いま人生何度目かのゼロ地点にいる気分です。長い間、正確には9年ほど携わってきた一つのことが終わったから。『小名木川物語』はこれからも機会があるごとにお披露目することになると思うし、作品としてまだまだ育ってくれることを願っているけれど、ようやく手が離れた。あの仕事が終わったら、また映画のことをやらなければ…と思うことは、もうないだろう。
今年2021年はこの作品と一体となって進む最後の年だったと今改めて思う。9月初めにオンライン上映会の実施、アフタートークの企画と事前収録、「小名木川物語」展の開催を決めてからはパンフレットの制作追い込みと同時並行となって怒涛の毎日だった。でも最初の上映から4年経ってもこんな機会があることがありがたい限りだったので何とかやれた。上映会も展示も企画してくれた黒崎亜弓さんのフレッシュなエネルギーのおかげでもあった。
自分事であるのは間違いないが、作品のことを考えたり、PRなどをやっていると、どんどん自分が二の次になり、自分がなくなっていくような、自分を守ることを忘れてしまうような気がした。映画なのでチームワークの産物なのだが、作者の一人として作品と自分が一体化して、ある意味では自分が消えた。
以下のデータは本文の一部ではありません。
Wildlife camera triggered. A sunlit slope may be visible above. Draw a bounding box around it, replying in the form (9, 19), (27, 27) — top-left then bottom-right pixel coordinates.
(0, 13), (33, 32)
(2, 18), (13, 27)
世の中に自分の作品と言えるものが存在していることは幸せだと思う。また映画製作にかかわっていただいた方とはすっかり長いお付き合いになっている。かけがえのない、とはこのこと。映画と直接関係のない、そら庵での数々の出来事、出会いも。
そうしたことを心の糧としてゼロ地点に立っています。
ゼロ地点、なんだか風通しがよくて心地いいです。
詳細は書きませんが夏頃は一時体調が悪くなり、不安な毎日が続いた。あの頃のことを思うと、その後の4か月走り続けてこられて本当によかった。
お心遣いいただいたみなさまに感謝です。